A Generalist Framework for Panoptic Segmentation of Images and Videos
Ting Chen, Lala Li, Saurabh Saxena, Geoffrey Hinton, David J. Fleet
TL;DR
Panoptic segmentation faces a permutation-invariant, high-dimensional output challenge. The authors propose a simple, generalist framework that treats panoptic masks as conditioned discrete data generated by Bit Diffusion, incorporating an image encoder and a TransUNet-based mask decoder, with video extension via past-frame conditioning. Their Pix2Seq-$\mathcal{D}$ approach achieves competitive results against specialist methods on COCO and Cityscapes and performs well on unsupervised video segmentation, with ablations validating design choices like analog-bit scaling, cross-entropy loss, and small-object loss weighting.

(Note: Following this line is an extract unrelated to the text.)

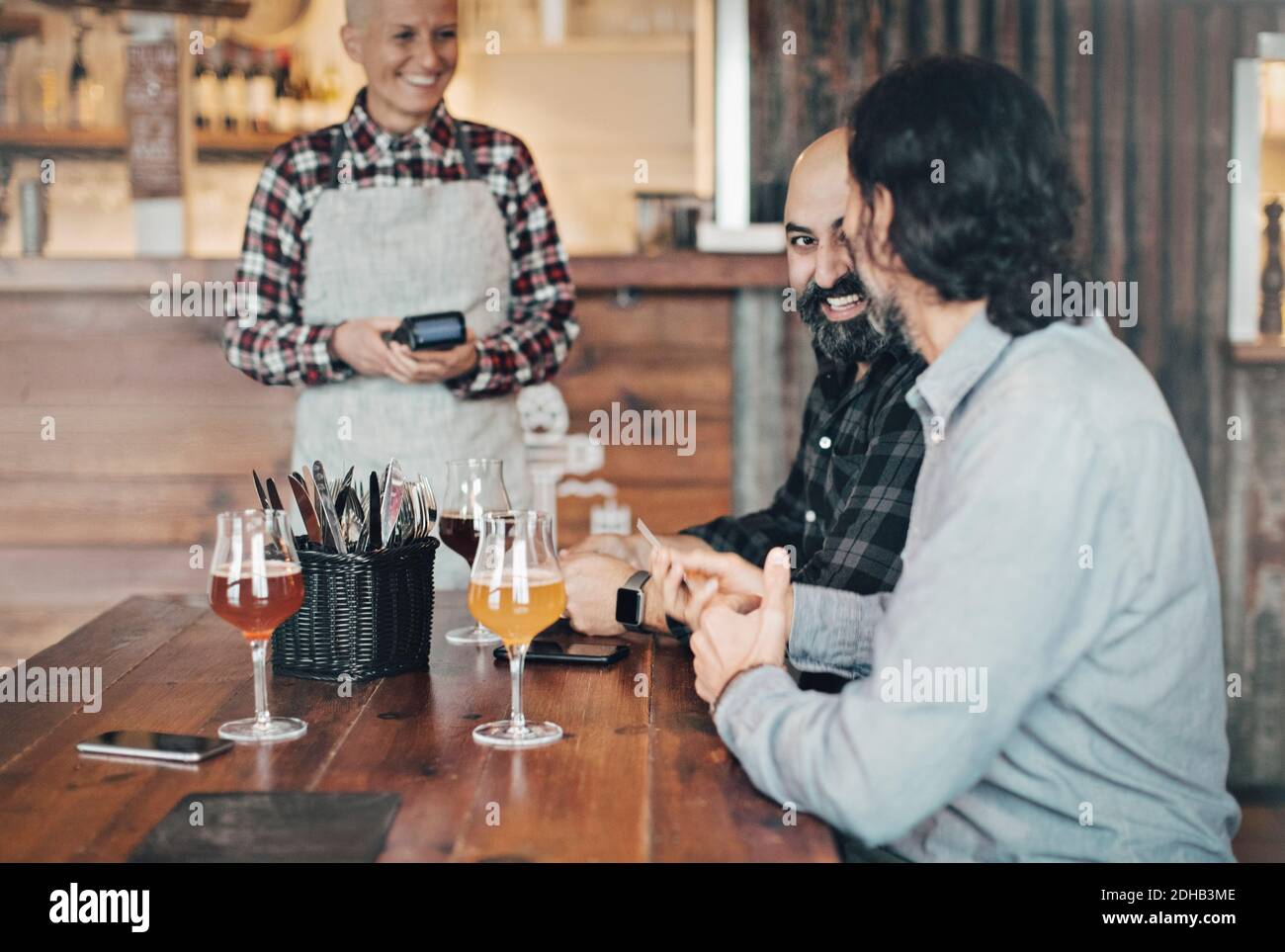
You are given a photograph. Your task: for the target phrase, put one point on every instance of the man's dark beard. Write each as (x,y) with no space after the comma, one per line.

This work demonstrates that a generic diffusion-based formulation can handle large token spaces and streaming video, offering a scalable alternative to task-specific panoptic architectures while leaving room for further improvements such as distillation and architectural refinements.
Abstract
Panoptic segmentation assigns semantic and instance ID labels to every pixel of an image. As permutations of instance IDs are also valid solutions, the task requires learning of high-dimensional one-to-many mapping. As a result, state-of-the-art approaches use customized architectures and task-specific loss functions. We formulate panoptic segmentation as a discrete data generation problem, without relying on inductive bias of the task. A diffusion model is proposed to model panoptic masks, with a simple architecture and generic loss function. By simply adding past predictions as a conditioning signal, our method is capable of modeling video (in a streaming setting) and thereby learns to track object instances automatically. With extensive experiments, we demonstrate that our simple approach can perform competitively to state-of-the-art specialist methods in similar settings.